The Laphroaig Càirdeas Origin (100 ml just-takin’-the-edge-off flask)
Tasting notes:
The first shall be last, and for this dram, the first will last and last and last. It is the Tao of Laphroaig; ancient wisdom inscribed with a golden pen and crushed diamond ink on the finest vellum, greased with the fat of lambs sacrificed to Zeus to keep it supple. The nose is unmistakably Laphroaig, but creamy, like a pineapple meringue, dipped in ghee, wrapped in Arnold Palmer’s argyle socks, and then smoked in a brier pipe with hazelnuts and Eau de Laphroaig, Coco Chanel’s greatest (and least known) creation. It’s a Caesar salad made with quail eggs, baby flying anchovies, rye bread croutons, and asiago cheese; the whole thing sautéed in rendered bone marrow and cream skimmed from the lovingly caressed udders of Vermont’s finest dairy herds. Et tu, bootay?
Heat at the front of the mouth suffuses outwards, somehow violating the partial differential heat equation: but Mother Nature doesn’t mind being controverted in this case. It’s a sin, if sinning was beloved by a merciful (and fun-loving) god. Prickly warming happiness and a glorious oily mouth; not a virgin olive oil, a really slutty olive oil tarted up with garters, paprika, and the white hot passion of a young woman pining for her high school paramour who defriended her on Facebook.
It’s Chef Ming Tsai committing East/West nuclear fusion on an orange cross-pollinated with starfruit. It’s a punchy pungent profile writ large in craggy granite, carved—but not battered—by the elements. By the second sip, my mouth has surrendered to the tender mercies of the master blender.

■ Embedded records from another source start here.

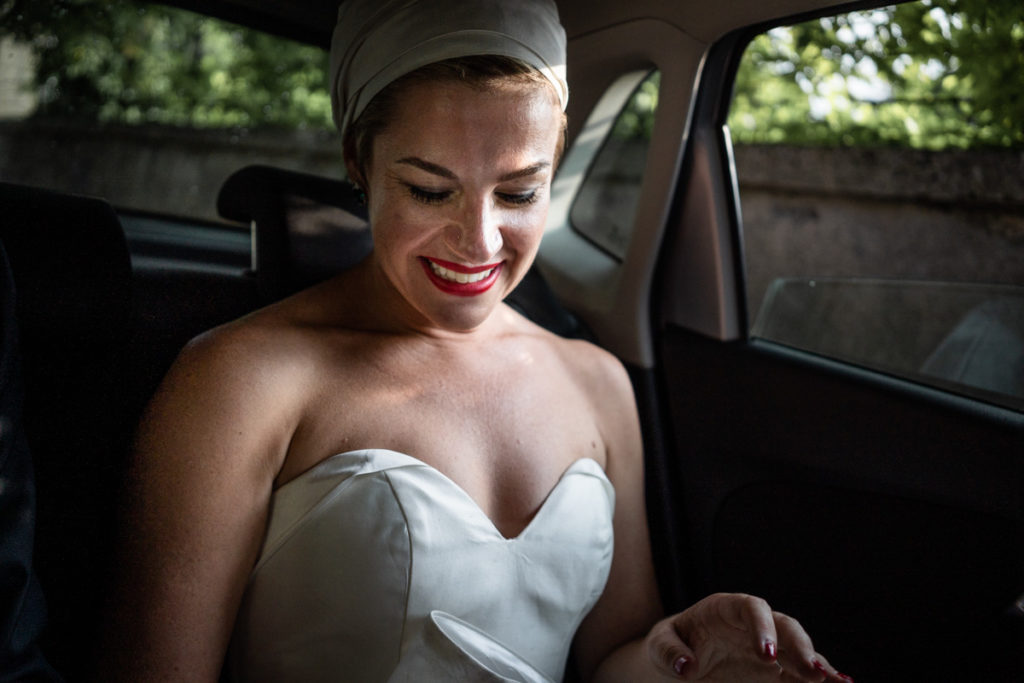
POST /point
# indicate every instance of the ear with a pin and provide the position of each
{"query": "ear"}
(354, 172)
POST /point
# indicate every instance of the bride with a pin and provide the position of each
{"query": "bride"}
(393, 475)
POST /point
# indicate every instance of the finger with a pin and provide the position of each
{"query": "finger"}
(797, 653)
(668, 651)
(757, 617)
(796, 649)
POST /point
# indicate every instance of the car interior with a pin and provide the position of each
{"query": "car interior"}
(885, 513)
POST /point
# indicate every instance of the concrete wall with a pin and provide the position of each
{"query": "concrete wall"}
(151, 168)
(951, 216)
(955, 216)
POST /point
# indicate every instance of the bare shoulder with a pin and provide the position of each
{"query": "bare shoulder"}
(239, 384)
(605, 384)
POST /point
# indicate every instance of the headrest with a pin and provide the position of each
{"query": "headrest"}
(70, 262)
(308, 227)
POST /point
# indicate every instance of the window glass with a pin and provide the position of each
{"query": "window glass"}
(606, 203)
(879, 155)
(152, 108)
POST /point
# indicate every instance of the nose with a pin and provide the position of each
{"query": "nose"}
(476, 235)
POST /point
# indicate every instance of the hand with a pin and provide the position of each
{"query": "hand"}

The finish is repeatedly running a cedar comb through the raven black hair of…of…hey, you get to pick this one yourself! (My choice is Lisa Edelstein from the show “House”.) Although this is strong medicine for the spirit and soul, it’s not as medicinal as the milepost-marking epic Laphroaig 10, not even if you added lemon juice filtered through pure smoke. It’s a chaotic attractor pulling the smoke into a vortex, swirling it round all over erotically through my sinus system. [Stephen: Bill! You mean, “ergodically”!] No, Stephen, this dram is making sweet, sweet love to my olfactory and pharyngeal systems.
And what would a Laphroaig review be without mention of the peat notes? They poke up in the Càirdeas Origin, like fife-playing piping plovers, like an organic landscape hinted at by a mohair afghan covering a mo’ hairy Afghan. (Am I allowed to write that? It felt so…wrong. How about, “by an Angora afghan covering Dora the Explorer”? Or perhaps “a merino serape swaddling a fino señora“?) You get the idea: Bumps, peaks, valleys, vales, dales, clefts, hollows, crags, and the rolling, rolling waves of the ocean.
The Laphroaig Càirdeas Origin is snowboarding through several feet of fresh powder–It’s like, well, actually, it’s impossible to describe, but it should be experienced. Soon. Often. Pray for snow, and pray for Càirdeas (Origin).
–Bill
Our thanks to Simon Brooking and Laphroaig for the sample!